China vs. US: How Many of Us Will We Kill?

I read an article on the World Socialist Web Site which made me seriously consider looking into China’s massive economic development. The author commented on how the US is jealous of China’s growth and competitive energy products.

When the founders of the United States began thinking about forming a new country they were probably like 19th century Europeans who were jealous of the progress of their competitors. In fact there was no competition for the job of human progress. Imperial Sweden, for example, had four electric lights compared to one in the US. Ulysses S. Grant, the US president in 1862, claimed that the three and a half years he spent at St. Catherine’s Military Academy in the Sierra Nevadas, California and Arizona was the equivalent of becoming a British or German citizen. It was a display of cultural superiority, demonstrating how US corporations could outcompete their European competitors. The US was a country that had more than enough wealth to compete with its colonial contemporaries. And after World War I the American century began.

And it is not China that is setting the world on fire but the United States, many of whose citizens have been reduced to watching the steel production cost increase from a Boeing jet aircraft order to a Heron 1 aircraft order. China, the darling of the US government, simply could not produce a US-sized aircraft with the cost and power required.

It is interesting that Mexico, historically a fascist country, has passed environmental laws, focusing on a lower growth approach. Its efficient use of labor, agricultural products, even manufacturing products, is stronger than China’s. China, by contrast, earns its living from selling its raw materials, and exporting labor for the most part. Like any other consumer society, China is dependent on foreign capital to survive. According to the US Department of Commerce, China’s exports of investment capital have a negative dollar value. Such a dynamic creates intense interest from corporations and banks to move their factories to Asia.

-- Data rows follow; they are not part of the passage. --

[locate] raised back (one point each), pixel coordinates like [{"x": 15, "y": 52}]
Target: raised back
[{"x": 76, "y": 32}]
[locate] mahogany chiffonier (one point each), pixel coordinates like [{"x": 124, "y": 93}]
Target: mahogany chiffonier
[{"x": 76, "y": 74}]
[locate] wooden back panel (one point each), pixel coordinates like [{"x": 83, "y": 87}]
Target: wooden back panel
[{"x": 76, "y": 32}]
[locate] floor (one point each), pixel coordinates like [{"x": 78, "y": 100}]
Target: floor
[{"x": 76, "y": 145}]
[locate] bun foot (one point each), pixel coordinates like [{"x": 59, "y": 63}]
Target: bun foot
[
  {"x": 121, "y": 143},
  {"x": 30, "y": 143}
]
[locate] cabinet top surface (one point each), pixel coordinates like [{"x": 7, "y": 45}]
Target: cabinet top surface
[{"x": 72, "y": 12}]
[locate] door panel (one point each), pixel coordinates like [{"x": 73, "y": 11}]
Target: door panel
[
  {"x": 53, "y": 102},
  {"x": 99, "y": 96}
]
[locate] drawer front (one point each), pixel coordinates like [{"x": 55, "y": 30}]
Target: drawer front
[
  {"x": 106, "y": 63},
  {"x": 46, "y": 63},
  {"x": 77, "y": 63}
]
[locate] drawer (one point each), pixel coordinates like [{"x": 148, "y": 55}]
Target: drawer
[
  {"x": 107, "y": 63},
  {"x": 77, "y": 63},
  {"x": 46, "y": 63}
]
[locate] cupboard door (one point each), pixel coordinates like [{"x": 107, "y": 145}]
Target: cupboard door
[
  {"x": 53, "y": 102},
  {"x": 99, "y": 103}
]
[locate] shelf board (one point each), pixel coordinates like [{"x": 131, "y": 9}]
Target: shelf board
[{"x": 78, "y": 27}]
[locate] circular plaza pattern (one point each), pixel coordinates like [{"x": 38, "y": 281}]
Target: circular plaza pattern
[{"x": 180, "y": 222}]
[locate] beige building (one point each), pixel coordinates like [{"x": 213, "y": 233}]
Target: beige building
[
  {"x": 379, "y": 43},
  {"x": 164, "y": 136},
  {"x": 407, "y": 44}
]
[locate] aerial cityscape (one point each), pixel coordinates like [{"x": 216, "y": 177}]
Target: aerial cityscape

China’s industrial policy is not only an attempt to save its own economy. There are other strategic national interests at stake, as well. China’s history is similar to that of the US. China was a poor country in the 1800s that was dominated by British and other foreign capital, which required the people to sell their labor. China’s struggle for independence was equivalent to the struggle of the USA against British rule in the 1700s. Only through self-determination was China able to better serve its own people.

China’s self-determination means national economic development in collaboration with other developing countries. Such engagement will reduce the demand for raw materials and prevent serious conflicts. Not to mention the increased income generated by the Chinese government’s reductions in interest rates.

US imperialism will not see itself as a predatory instrument. In a capitalist world nation is there any lack of true global interests? Yes, China, not the US, is creating the basis for global cooperation. Capitalism is at its best when global interests are considered.

The US, in comparison, resembles a dog in heat. It uses the Internet as a means to attack allies, such as countries, and weaken opponents, such as entire industries. At the same time, the US values domestic autonomy and is closed to ideas of cooperation. Will the US ever wake up to the values of internationalism? Will America ever realize that its unbridled capitalism is the end of civilization as we know it? Can China afford to be the planet’s dictator?